I'm happy to say that they are doing careful work and have been responsive to my concerns. For example, when I asked him to check out the DCI website about Smart Vent, he did so, and got right back to me saying that it seemed like a cool approach to ventilating and that he wanted to try it on our house. He charged me only $225 to upgrade from installing standard soffit vents (in original bid) to using SmartVent for a total of 75 running feet. Bottom line is that I reeally don't think he's out to cut corners (but I appreciate your frankness) and feel that he's sincerely trying to do a quality job.

I'm sure that if I pushed the issue, he'd be willing to replace the total of 60 feet or so of old drip edge that's still readily accessible-- what would that cost... $50 or $60? But I don't want to be petty.

I guess the bottom line is, does it matter? We have galvanized steel edging. Or would new drip edge look like old drip edge in a year or so? I have to admit the old edge doesn't look like its rusting or corroded, just a bit weather spotted.

We don't have gutters on our house, so it would be simple enough to remove the gutter apron or drip edge at the bottom of the roof.


----------



## Ed the Roofer

I was not directing my lack of installing drip edge material comment at your roofing contractor.

He seems like a stand up guy and represents the profession well from what you have stated.

My comment was one of my many pet peeves about the entire roofing industry.

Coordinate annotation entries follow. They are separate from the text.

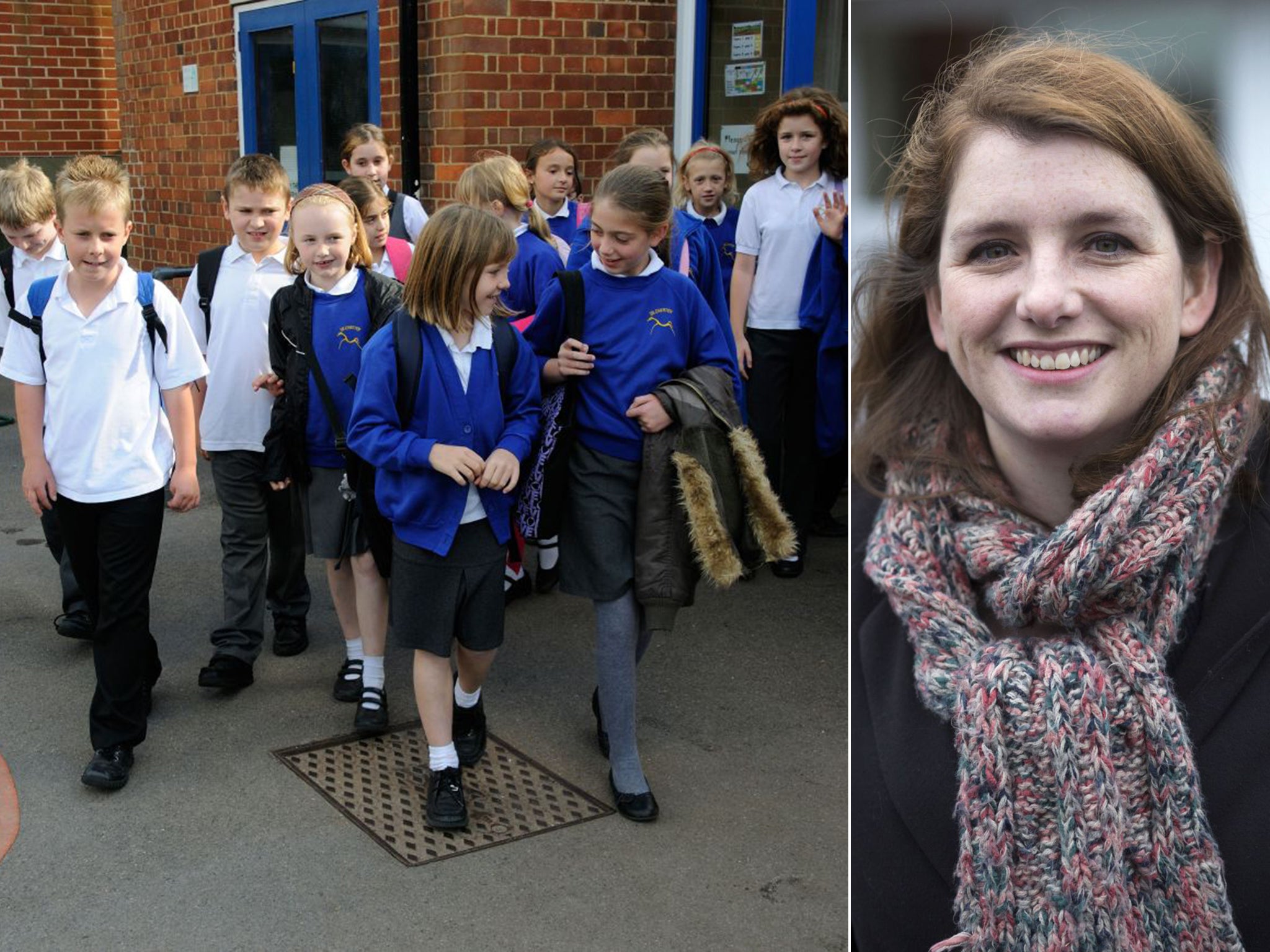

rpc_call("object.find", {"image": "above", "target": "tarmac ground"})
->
[0,382,850,952]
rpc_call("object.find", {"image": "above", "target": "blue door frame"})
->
[239,0,380,188]
[692,0,817,139]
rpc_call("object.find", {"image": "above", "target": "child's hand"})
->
[252,372,285,397]
[556,338,596,377]
[167,467,198,513]
[476,449,521,493]
[22,456,57,515]
[428,443,485,486]
[626,394,674,433]
[815,192,847,244]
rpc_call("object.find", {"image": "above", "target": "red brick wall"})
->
[0,0,120,157]
[419,0,676,207]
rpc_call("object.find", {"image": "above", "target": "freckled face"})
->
[926,130,1220,469]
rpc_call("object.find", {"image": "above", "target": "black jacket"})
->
[851,447,1270,952]
[264,270,401,482]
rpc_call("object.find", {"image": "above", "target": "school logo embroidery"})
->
[647,307,674,334]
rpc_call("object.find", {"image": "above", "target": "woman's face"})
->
[926,130,1220,462]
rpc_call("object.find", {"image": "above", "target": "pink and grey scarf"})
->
[865,354,1256,952]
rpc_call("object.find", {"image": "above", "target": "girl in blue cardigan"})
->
[348,205,540,829]
[525,165,737,821]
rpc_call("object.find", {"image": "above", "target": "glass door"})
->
[238,0,380,190]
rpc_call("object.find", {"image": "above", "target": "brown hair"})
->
[674,138,737,206]
[339,122,393,162]
[851,34,1270,499]
[401,205,515,334]
[223,152,291,202]
[53,155,132,222]
[455,152,555,247]
[525,138,582,196]
[592,165,673,267]
[0,159,57,229]
[339,175,393,218]
[749,86,847,179]
[282,183,375,274]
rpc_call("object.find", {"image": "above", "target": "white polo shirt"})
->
[737,169,846,330]
[0,237,66,346]
[383,185,428,245]
[180,236,296,453]
[0,262,207,503]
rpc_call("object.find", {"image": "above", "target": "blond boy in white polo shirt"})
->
[0,159,93,638]
[0,156,207,790]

Cut out a few dollars of necessary product here and a few more dollars here, and oh by the way...you don't really believe that you need any more than 3-6 mushroom style vents...do you???????

Too many contractors are more concerned on how to do the cheapest job irregardless of the eventual outcome just so they can obtain another job on the schedule. 

Most homeowners will not realize how much they got short changed until years down the road, when they need to have their 12-15 year old roof replaced prematurely. Then they will typically feel that the shingle product did not live up to its stated warranty. Usually, it was due to all of the corners being cut during the initial installation and the specifications which were under the requirements.

Tell your roofer that there is alot more to be learned if he so desirees, by registering at the parent site, contractortalk.com where he can even further expand his business and professional knowledge.

Since he was willing to look up the Smart Vent from DCI Products, he seems like the type of contractor we need more of.

Once again:

ContractorTalk.com

Ed


----------



## amazer

You make some good points, Ed. Much appreciated-- in fact, Google put me on ContractorTalk.com early in my roofing research, and that was quite informative, especially since the content was from the contractor's point of view.

I can see that you contractors have your work cut out for you, since there's obviously quite a bit more to roofing than meets the eye. You have to deal with the suspicions and thriftiness of skeptical homeowners who can't quite believe that they need to revamp their ventilation systems. And you have to balance coming in with a reasonable or low bid with the real-life demands of what doing a quality job entails.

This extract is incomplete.